A family of seven lost their home and all their possessions in a Washington wildfire — just to come down with COVID-19 while staying with friends and relatives, according to reports.
Jessica and Matthew Graham and their five kids were luckily away from their home in the Evergreen State when the Babbs-Malden Fire destroyed about 80 percent of their hometown of Malden, they told CNN.
“We were planning to come back that night, so we didn’t pack a single thing,” Jessica, 38, said of losing everything while being away.
Now homeless, they stayed with Jessica’s parents — not realizing her father was likely infected with the coronavirus, they said.
“My dad became sick with flu-like symptoms,” Jessica told NBC. “So we think there’s a very good chance that we caught it from him, though he was never tested.”
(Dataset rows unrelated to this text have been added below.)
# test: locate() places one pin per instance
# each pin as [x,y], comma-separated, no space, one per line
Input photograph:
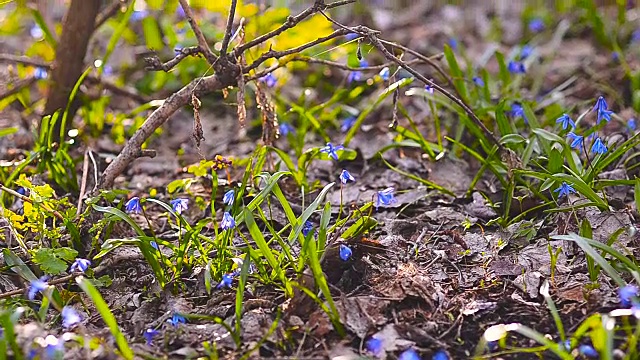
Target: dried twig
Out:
[202,42]
[154,63]
[228,30]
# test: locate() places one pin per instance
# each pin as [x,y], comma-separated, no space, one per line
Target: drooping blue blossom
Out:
[286,128]
[70,317]
[627,294]
[80,265]
[269,80]
[179,205]
[409,354]
[36,32]
[536,25]
[588,351]
[347,123]
[516,67]
[149,334]
[440,355]
[40,73]
[227,280]
[566,121]
[37,286]
[631,124]
[227,221]
[228,197]
[374,346]
[307,227]
[346,177]
[345,252]
[385,197]
[564,190]
[598,147]
[576,140]
[177,319]
[351,36]
[330,150]
[384,73]
[525,52]
[133,205]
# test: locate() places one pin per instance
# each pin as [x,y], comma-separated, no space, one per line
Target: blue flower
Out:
[149,334]
[351,36]
[53,346]
[631,124]
[226,281]
[598,147]
[40,73]
[517,111]
[179,205]
[385,197]
[525,52]
[286,128]
[384,73]
[133,205]
[346,177]
[354,76]
[330,149]
[227,221]
[228,197]
[516,67]
[269,80]
[635,36]
[536,25]
[374,346]
[588,351]
[440,355]
[70,317]
[566,121]
[409,354]
[347,123]
[37,286]
[80,265]
[627,294]
[36,32]
[177,319]
[307,227]
[345,252]
[576,140]
[564,190]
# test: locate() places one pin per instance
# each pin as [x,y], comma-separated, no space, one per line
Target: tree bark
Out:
[77,28]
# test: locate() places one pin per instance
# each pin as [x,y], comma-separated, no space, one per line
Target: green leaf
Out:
[108,318]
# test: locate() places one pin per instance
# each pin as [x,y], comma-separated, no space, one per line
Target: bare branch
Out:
[278,54]
[202,42]
[154,63]
[288,24]
[132,149]
[227,32]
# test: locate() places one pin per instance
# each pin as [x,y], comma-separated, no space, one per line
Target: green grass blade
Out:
[107,316]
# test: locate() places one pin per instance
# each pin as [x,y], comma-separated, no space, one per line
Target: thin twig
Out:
[154,63]
[19,59]
[271,54]
[288,24]
[202,41]
[227,32]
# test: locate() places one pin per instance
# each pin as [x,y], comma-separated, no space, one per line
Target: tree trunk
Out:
[77,28]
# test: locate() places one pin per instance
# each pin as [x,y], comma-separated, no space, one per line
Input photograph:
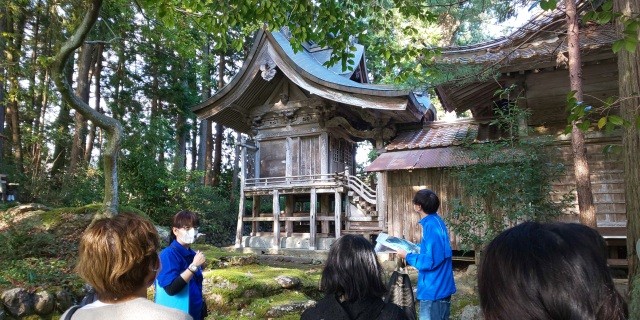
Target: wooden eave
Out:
[229,106]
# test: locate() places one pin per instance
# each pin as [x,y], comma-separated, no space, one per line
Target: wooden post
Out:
[381,200]
[324,211]
[256,167]
[240,225]
[255,212]
[312,220]
[338,213]
[288,210]
[243,175]
[324,153]
[276,219]
[288,163]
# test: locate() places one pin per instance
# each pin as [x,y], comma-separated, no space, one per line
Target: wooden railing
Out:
[360,188]
[293,181]
[313,180]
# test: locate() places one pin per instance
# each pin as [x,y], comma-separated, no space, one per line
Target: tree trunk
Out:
[208,162]
[217,156]
[112,128]
[206,94]
[61,125]
[3,105]
[580,164]
[194,144]
[181,143]
[82,91]
[15,28]
[97,74]
[236,169]
[628,73]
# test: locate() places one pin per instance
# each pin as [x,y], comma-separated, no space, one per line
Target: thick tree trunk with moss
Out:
[580,164]
[16,22]
[628,73]
[82,91]
[111,127]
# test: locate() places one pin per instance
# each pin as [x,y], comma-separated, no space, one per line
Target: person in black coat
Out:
[353,285]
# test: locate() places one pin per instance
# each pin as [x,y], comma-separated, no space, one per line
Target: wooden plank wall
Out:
[546,90]
[606,175]
[607,182]
[402,186]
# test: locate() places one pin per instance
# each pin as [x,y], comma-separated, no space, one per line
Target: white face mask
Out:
[188,236]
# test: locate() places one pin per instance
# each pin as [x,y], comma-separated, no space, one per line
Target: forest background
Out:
[146,70]
[145,63]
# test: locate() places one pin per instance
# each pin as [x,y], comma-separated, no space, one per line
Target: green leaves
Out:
[548,5]
[631,25]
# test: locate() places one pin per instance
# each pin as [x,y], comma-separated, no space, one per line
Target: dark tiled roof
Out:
[542,35]
[593,37]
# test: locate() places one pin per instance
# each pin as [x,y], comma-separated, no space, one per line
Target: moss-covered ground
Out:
[40,247]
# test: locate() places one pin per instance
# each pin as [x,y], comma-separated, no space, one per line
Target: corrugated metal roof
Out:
[439,145]
[421,159]
[435,135]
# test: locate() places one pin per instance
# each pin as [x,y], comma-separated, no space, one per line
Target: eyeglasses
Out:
[190,228]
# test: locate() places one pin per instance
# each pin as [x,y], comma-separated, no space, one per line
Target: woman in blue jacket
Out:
[180,272]
[434,264]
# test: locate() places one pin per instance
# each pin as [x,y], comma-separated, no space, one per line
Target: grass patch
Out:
[38,273]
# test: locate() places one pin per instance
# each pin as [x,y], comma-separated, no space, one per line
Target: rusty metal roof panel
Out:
[435,135]
[421,159]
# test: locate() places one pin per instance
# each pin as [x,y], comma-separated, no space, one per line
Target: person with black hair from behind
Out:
[434,262]
[548,271]
[353,285]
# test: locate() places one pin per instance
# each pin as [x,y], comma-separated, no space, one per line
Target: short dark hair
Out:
[427,200]
[548,271]
[352,270]
[183,219]
[116,255]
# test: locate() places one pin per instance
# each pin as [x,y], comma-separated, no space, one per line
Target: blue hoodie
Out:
[435,271]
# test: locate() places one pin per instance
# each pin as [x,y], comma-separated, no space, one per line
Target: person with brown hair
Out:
[353,285]
[179,282]
[548,271]
[118,257]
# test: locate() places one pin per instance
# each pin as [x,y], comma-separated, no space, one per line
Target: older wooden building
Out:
[534,60]
[303,120]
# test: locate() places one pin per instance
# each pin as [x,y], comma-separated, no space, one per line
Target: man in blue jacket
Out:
[435,271]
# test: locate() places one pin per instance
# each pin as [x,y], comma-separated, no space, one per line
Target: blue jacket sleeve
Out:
[170,267]
[431,255]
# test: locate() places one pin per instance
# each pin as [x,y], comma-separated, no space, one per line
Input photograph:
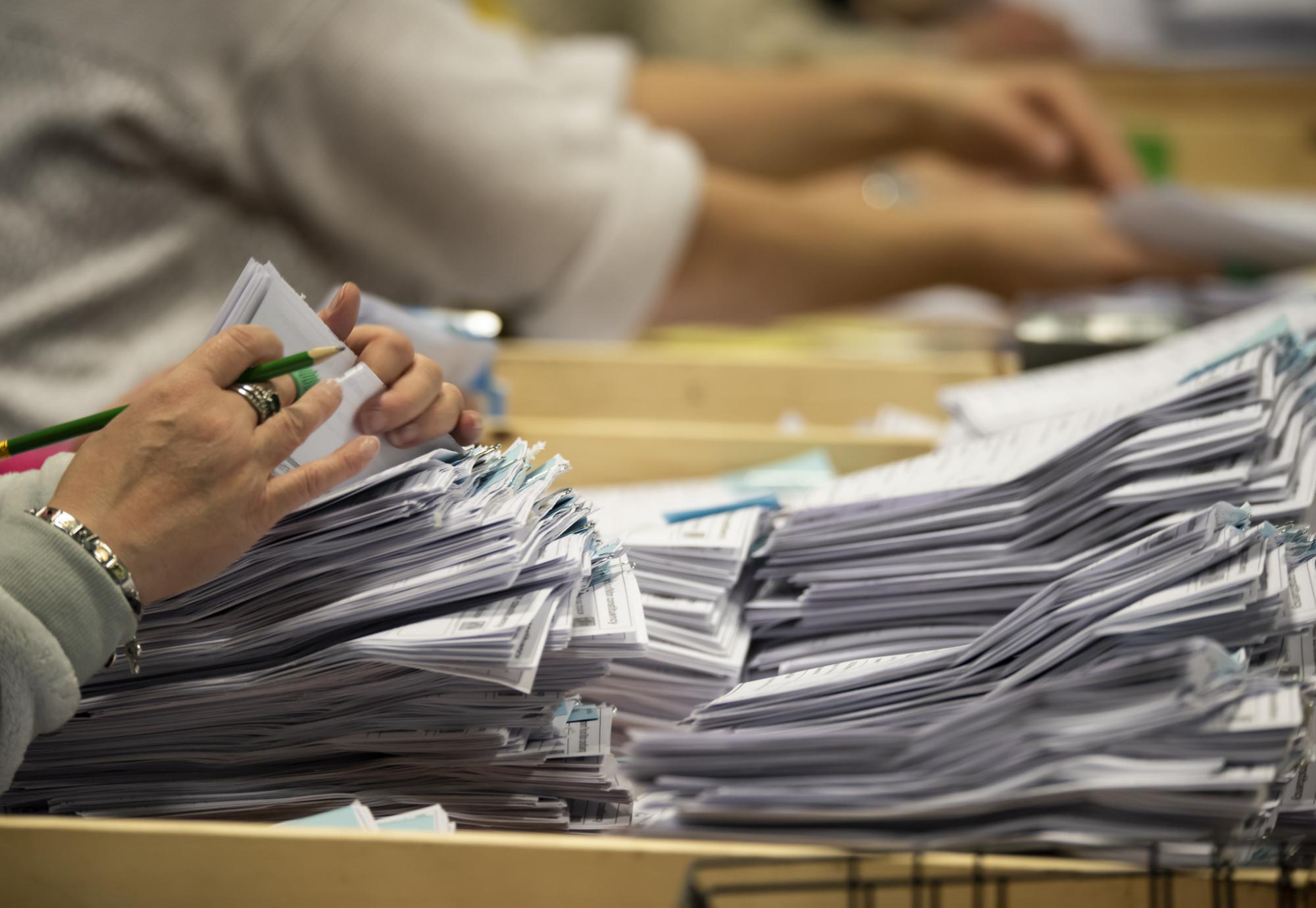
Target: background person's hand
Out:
[180,484]
[418,406]
[1032,122]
Her mother also tested positive for the contagion after babysitting the kids — Constantine, 12, Claudia, 10, 7-year-old twins Adele and Zoe, and Darius, 5 — but they still ignored their own symptoms.
“We were starting to experience symptoms at that time that we were hoping was just due to hazardous air quality,” Jessica told
“We started having some sinus issues, coughing, but we thought it’s hazardous air and didn’t really think too much of it,” Jessica told NBC, saying they only worried when they started “getting worse instead of better.”
All seven soon tested positive for COVID-19.
“The nurse asked me if there was a whole group of us with the same last names that had been tested,” Matthew told NBC.
“And I told her, ‘Yeah, there are.’ And she said, ‘Yeah, they’re all positive. Everybody has it.’”
Matthew said he spent a week in bed at a hotel room the family used for isolation. “People don’t adequately describe how miserable coronaviruses are in general,” he told NBC. “Curled up in the fetal position, not moving, that really isn’t a good state to be in.”
They also fear they may have spread it to friends they stayed with for a time after losing their home, including their 14-year-old daughter, who looked “miserable” when they dropped off food for them. “We’re just praying that they’ll all be OK,” Jessica said.
An online fundraiser has now raised almost $50,000 for the family who dreams of building an “amazing new house” to replace the one they lost.
“That’s what keeps us optimistic … we’re gonna just have something that’s even better than what we had before,” Jessica told CNN.